Internet. Uma das maiores invenções do ser humano (não pode falar que é uma das maiores invenções do homem pois senão vem o pessoal antirracismo e antissexismo que odeia homem branco me acusar aqui de sexismo). Senão a maior invenção da história da humanidade. Graças a Internet milhões de gênios que antes estavam calados agora ganharam voz. Com ela, milhões de engenheiros mecânicos, engenheiros aeronáuticos, engenheiros elétricos, engenheiros de computação, engenheiros civis, historiadores, filósofos, tributaristas, médicos, nutricionistas, sociólogos, economistas, matemáticos, epidemiologistas, pilotos de avião, críticos de cinema, críticos de música, estatísticos, fotógrafos, músicos, físicos, biólogos, entendedores de pesquisas de opinião, especialistas em empreendedorismo de palco puderam expressar toda a sua genialidade e inteligência em comentários de portais de notícias e textos espalhados pela Internet.

Sem contar os especialistas em direito criminal e direito penal que vivem dizendo que o código penal é antigo, ultrapassado, arcaico e que deve ser revisto urgentemente. E por revisão entenda-se instituir pena de morte para político corrupto, redução da maioridade penal, corrupção como crime hediondo, cortar o pipi de esTRUpador e outras propostas que não precisam que se use o cérebro para que sejam ditas e sugeridas.

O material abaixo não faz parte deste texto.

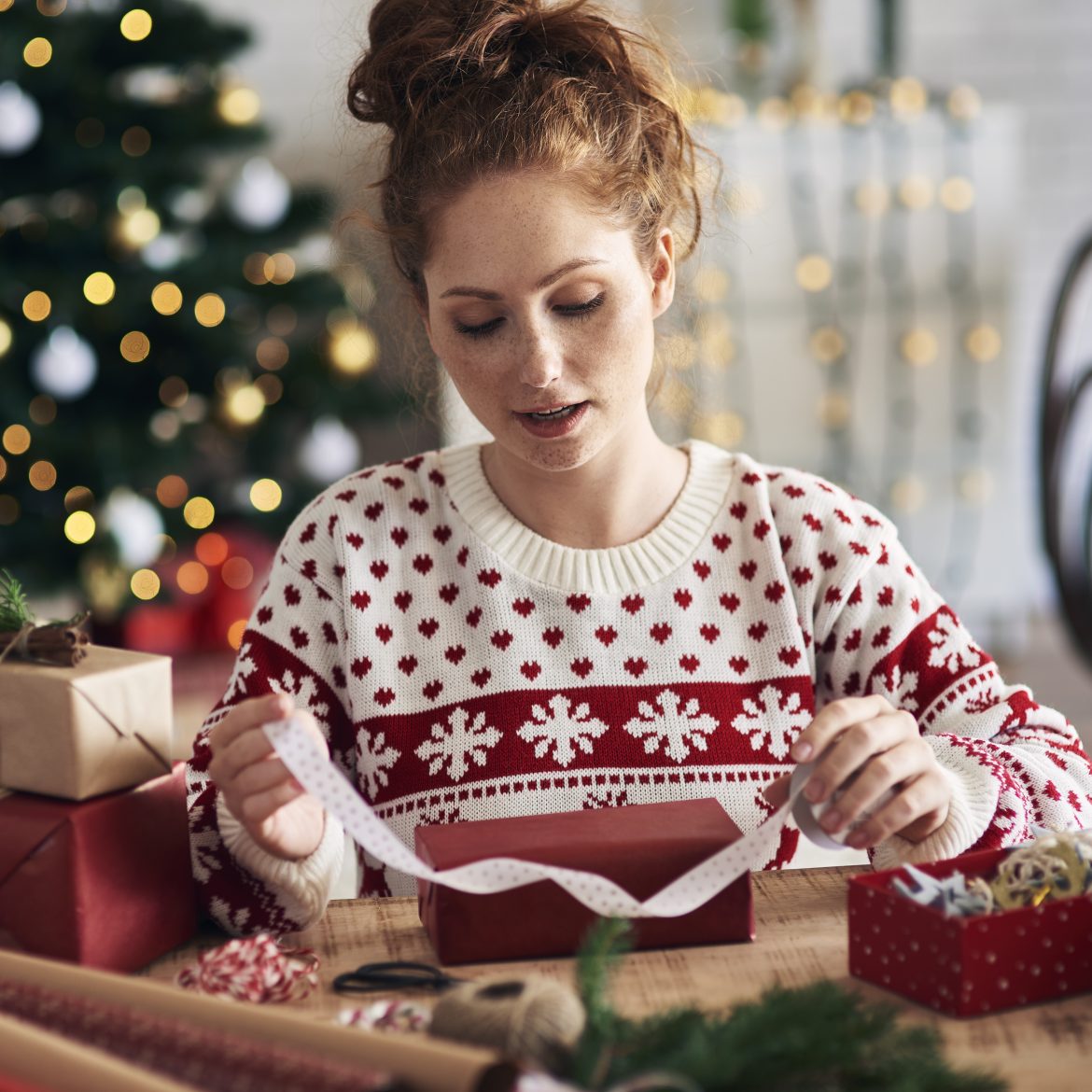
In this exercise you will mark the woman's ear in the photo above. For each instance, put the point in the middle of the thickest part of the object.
(663, 272)
(421, 302)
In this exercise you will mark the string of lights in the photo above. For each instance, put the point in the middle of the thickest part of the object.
(175, 351)
(929, 470)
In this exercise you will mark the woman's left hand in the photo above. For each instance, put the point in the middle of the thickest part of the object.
(881, 745)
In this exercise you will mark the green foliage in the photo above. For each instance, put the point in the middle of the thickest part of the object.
(750, 18)
(14, 609)
(817, 1039)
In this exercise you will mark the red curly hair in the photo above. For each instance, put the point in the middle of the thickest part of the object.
(469, 89)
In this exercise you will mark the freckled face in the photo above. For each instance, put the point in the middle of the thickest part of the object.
(540, 312)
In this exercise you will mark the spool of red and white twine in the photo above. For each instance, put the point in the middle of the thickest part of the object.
(254, 969)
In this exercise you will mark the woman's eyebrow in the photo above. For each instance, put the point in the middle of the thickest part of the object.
(543, 283)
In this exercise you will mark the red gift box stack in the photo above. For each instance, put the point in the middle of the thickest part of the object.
(642, 847)
(106, 882)
(968, 965)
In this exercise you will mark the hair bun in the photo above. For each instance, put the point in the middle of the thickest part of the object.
(421, 50)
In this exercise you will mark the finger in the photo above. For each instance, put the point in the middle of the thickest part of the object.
(879, 776)
(256, 809)
(252, 746)
(924, 804)
(856, 745)
(834, 719)
(261, 777)
(249, 714)
(777, 791)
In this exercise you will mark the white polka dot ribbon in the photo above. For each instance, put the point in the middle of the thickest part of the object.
(309, 764)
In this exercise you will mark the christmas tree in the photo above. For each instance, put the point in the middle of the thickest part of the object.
(174, 352)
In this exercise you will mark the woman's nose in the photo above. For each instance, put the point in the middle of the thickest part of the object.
(540, 359)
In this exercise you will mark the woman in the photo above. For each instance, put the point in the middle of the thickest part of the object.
(577, 614)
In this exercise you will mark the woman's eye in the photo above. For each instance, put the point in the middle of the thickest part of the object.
(580, 310)
(481, 329)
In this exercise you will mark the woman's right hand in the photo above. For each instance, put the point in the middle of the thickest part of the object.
(258, 789)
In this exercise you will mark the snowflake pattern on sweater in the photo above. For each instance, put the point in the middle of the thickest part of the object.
(463, 667)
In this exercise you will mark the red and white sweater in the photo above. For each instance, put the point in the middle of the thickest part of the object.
(464, 667)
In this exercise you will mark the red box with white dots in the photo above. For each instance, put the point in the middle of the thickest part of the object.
(967, 967)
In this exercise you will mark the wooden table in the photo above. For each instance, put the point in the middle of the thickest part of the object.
(801, 924)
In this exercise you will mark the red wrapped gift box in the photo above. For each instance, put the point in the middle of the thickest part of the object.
(106, 882)
(642, 847)
(968, 965)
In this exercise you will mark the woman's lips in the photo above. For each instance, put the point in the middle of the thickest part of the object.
(553, 422)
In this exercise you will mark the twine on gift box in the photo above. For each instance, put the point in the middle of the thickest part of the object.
(531, 1020)
(254, 969)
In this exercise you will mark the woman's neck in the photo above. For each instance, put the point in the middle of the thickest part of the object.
(616, 497)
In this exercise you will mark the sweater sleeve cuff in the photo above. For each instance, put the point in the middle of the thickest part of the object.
(971, 810)
(301, 887)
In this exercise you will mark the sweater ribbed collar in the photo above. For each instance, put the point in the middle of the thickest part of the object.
(615, 569)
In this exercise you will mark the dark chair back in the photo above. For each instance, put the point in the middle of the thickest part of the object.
(1065, 463)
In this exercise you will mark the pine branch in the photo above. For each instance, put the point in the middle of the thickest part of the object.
(14, 610)
(58, 642)
(819, 1039)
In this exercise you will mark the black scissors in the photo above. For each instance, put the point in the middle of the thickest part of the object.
(372, 977)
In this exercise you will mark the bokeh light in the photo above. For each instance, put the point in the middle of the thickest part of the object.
(245, 404)
(79, 527)
(167, 297)
(17, 439)
(135, 24)
(353, 348)
(43, 475)
(100, 288)
(210, 309)
(199, 512)
(145, 584)
(38, 52)
(192, 578)
(239, 106)
(37, 306)
(135, 346)
(172, 490)
(814, 273)
(265, 495)
(212, 548)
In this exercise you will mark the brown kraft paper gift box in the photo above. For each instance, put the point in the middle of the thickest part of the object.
(642, 847)
(78, 732)
(106, 882)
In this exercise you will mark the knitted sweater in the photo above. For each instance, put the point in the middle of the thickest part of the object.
(464, 667)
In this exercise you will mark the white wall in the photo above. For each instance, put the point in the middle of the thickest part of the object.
(1032, 57)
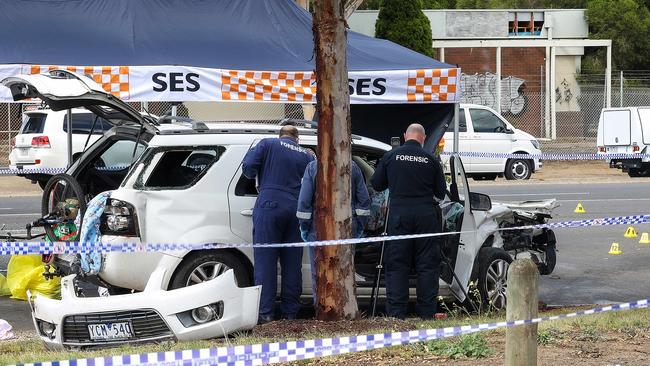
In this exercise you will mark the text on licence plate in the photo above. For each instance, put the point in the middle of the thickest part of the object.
(106, 331)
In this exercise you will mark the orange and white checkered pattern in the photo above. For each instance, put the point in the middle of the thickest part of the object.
(432, 85)
(268, 86)
(114, 79)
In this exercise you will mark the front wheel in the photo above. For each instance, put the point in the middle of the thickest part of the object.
(518, 169)
(492, 277)
(203, 266)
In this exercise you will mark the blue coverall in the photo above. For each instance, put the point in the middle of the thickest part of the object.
(278, 164)
(360, 210)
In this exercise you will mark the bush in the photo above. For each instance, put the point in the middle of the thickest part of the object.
(403, 22)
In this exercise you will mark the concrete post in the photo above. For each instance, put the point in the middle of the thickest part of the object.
(521, 341)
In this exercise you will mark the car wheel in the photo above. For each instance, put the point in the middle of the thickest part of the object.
(492, 276)
(63, 199)
(484, 176)
(518, 169)
(203, 266)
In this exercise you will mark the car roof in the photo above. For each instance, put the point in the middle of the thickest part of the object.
(239, 133)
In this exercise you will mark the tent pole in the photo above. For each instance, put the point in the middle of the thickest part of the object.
(456, 126)
(69, 124)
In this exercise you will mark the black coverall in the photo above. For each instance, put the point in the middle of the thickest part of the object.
(414, 177)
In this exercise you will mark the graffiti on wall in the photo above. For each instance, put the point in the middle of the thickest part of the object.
(481, 89)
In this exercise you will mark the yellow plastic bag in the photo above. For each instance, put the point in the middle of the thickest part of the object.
(25, 272)
(4, 289)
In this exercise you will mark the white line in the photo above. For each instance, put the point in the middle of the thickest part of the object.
(541, 194)
(9, 215)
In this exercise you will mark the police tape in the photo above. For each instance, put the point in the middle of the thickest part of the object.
(542, 156)
(550, 156)
(267, 353)
(62, 247)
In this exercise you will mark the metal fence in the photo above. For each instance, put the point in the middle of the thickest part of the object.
(578, 101)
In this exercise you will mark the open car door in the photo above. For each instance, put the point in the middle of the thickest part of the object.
(61, 89)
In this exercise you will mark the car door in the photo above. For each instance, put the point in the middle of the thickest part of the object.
(490, 135)
(463, 137)
(468, 245)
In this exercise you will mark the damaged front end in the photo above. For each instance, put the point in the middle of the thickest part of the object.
(538, 244)
(206, 310)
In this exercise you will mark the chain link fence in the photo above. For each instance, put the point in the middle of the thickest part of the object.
(578, 102)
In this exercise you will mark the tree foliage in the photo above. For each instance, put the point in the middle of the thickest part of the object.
(403, 22)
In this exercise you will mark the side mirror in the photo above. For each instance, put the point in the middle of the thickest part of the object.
(479, 202)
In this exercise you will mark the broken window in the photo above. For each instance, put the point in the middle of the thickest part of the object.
(177, 168)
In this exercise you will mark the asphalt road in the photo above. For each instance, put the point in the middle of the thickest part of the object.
(585, 273)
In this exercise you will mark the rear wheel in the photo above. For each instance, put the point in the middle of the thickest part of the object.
(492, 277)
(63, 200)
(203, 266)
(518, 169)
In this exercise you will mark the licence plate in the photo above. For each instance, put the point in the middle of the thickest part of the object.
(110, 331)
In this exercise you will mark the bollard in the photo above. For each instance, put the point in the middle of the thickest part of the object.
(521, 341)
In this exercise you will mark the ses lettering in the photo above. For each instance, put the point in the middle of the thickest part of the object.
(367, 86)
(176, 82)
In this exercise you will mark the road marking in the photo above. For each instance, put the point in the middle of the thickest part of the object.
(32, 214)
(541, 194)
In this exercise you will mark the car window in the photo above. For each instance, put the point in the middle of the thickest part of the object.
(119, 155)
(462, 124)
(486, 121)
(177, 168)
(83, 122)
(33, 123)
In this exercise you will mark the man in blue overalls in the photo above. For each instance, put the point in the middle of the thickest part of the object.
(360, 210)
(416, 183)
(278, 165)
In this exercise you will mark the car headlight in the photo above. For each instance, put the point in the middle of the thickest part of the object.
(535, 143)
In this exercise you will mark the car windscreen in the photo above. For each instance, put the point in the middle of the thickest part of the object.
(34, 123)
(82, 124)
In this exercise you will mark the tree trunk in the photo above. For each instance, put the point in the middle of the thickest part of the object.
(335, 276)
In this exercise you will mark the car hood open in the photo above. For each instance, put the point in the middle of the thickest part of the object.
(61, 89)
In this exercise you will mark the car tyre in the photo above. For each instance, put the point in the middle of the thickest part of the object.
(518, 169)
(205, 265)
(71, 189)
(492, 277)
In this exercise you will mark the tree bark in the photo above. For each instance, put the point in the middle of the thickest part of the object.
(335, 275)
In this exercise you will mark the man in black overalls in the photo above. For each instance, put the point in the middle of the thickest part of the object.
(416, 182)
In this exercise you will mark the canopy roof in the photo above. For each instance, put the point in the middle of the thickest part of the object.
(227, 34)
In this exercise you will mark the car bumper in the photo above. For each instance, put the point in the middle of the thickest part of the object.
(154, 314)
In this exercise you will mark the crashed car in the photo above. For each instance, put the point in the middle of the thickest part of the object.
(187, 187)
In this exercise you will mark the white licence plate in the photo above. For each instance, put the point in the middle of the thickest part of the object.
(109, 331)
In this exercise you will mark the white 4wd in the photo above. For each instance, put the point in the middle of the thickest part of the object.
(43, 140)
(188, 187)
(488, 132)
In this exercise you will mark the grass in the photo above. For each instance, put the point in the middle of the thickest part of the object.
(584, 329)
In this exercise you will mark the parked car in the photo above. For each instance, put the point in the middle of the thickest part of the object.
(188, 187)
(489, 132)
(625, 131)
(42, 142)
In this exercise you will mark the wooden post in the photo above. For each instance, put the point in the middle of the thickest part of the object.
(521, 341)
(335, 286)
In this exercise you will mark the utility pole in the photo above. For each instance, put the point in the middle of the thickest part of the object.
(335, 286)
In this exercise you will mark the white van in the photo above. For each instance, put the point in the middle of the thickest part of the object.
(489, 132)
(625, 131)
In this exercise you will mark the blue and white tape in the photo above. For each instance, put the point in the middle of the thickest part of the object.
(267, 353)
(542, 156)
(11, 248)
(550, 156)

Ah!! E não nos esqueçamos também dos cientistas e analistas políticos, que desde 2010, com a ascensão e consolidação do facebosta e concomitantemente (acho que nunca usei essa palavra aqui no blog) com o declínio e eventual fechamento e encerramento do Orkut, apareceram aos borbotões e desde então aparecem a cada dia mais e mais e que não ficam restritos apenas a seus maravilhosos blogs políticos, a suas soberbas páginas do facebosta e a seus estupendos canais do YouTube, mas aproveitam qualquer canto da Internet para enfiar merda de politicagem mostrarem o quanto eles entendem do que está acontecendo na política do país e, principalmente, para mostrar a solução mágica para todos os problemas da política nacional.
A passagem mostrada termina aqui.